Le film de Gil Kebaïli, tourné lors d’un programme scientifique GOMBESSA II issu d’une collaboration entre le CRIOBE (représenté par Johann Mourier) et Laurent Ballesta dans la passe sud de Fakarava (Polynésie française) a remporté le Grand prix du 12e festival d'aventure de la Rochelle.

Ce projet avait pour objectif d’étudier et de filmer un rassemblement d’environ 17 000 mérous qui se rassemblent chaque année à la pleine lune de Juin et Juillet pour se reproduire dans la passe sud de l’atoll de Fakarava. Pendant quarante jours, l’équipe a étudié le comportement des mérous s’agrégeant petit à petit en entrée de passe.
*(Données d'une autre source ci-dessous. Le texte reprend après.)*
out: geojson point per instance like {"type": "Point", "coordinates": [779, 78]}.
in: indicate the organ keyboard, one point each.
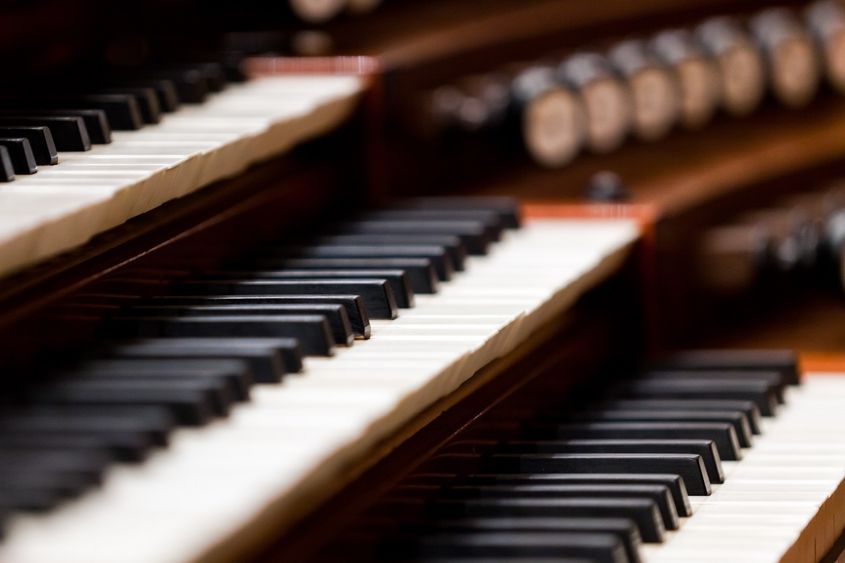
{"type": "Point", "coordinates": [89, 191]}
{"type": "Point", "coordinates": [242, 321]}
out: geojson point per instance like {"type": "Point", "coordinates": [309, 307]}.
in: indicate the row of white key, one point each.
{"type": "Point", "coordinates": [772, 496]}
{"type": "Point", "coordinates": [297, 437]}
{"type": "Point", "coordinates": [62, 206]}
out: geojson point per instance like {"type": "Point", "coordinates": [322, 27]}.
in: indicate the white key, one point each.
{"type": "Point", "coordinates": [298, 436]}
{"type": "Point", "coordinates": [772, 495]}
{"type": "Point", "coordinates": [63, 206]}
Ceux-ci montrent des comportements sociaux agressifs afin de défendre leur territoire pendant près d’un mois en attendant la pleine lune, date à laquelle ils vont se reproduire en masse en effectuant de nombreuses parades d’accouplements en groupe. Au-delà de la reproduction des mérous, l’équipe s’est aussi intéressé à l’importance de ces proies potentiels pour les nombreux prédateurs présents dans la passe et notamment une agrégation de plus de 700 requins gris qui profitent de la présence de cette abondance inhabituelle de proies pour se nourrir. Ainsi, pour la première fois, l’équipe a suivi et filmé des scènes nocturnes spectaculaires de prédation des requins sur les mérous et autres poissons de la passe. Des comptages précis de mérous et de requins ont permis de caractériser la structure proie-prédateur de cette passe et ainsi de mieux comprendre comment fonctionnent les interactions trophiques au sein des récifs coralliens en bonne santé. Une cartographie 3D précise de la passe a aussi été réalisée. L’utilisation de caméras de haute technologie comme la Phantom filmant à près de 2000 images/seconde a permis de réaliser des images de grande qualité et d’effectuer des ralentis extraordinaires permettant de décortiquer le comportement animal.

Cette expédition a aussi été l’occasion pour Laurent Ballesta de tester un nouveau protocole de plongée lui permettant de passer 24h à 20 mètres de profondeur, un record qui lui a aussi permis de se fondre au milieu de cet écosystème durant un cycle nycthéméral complet.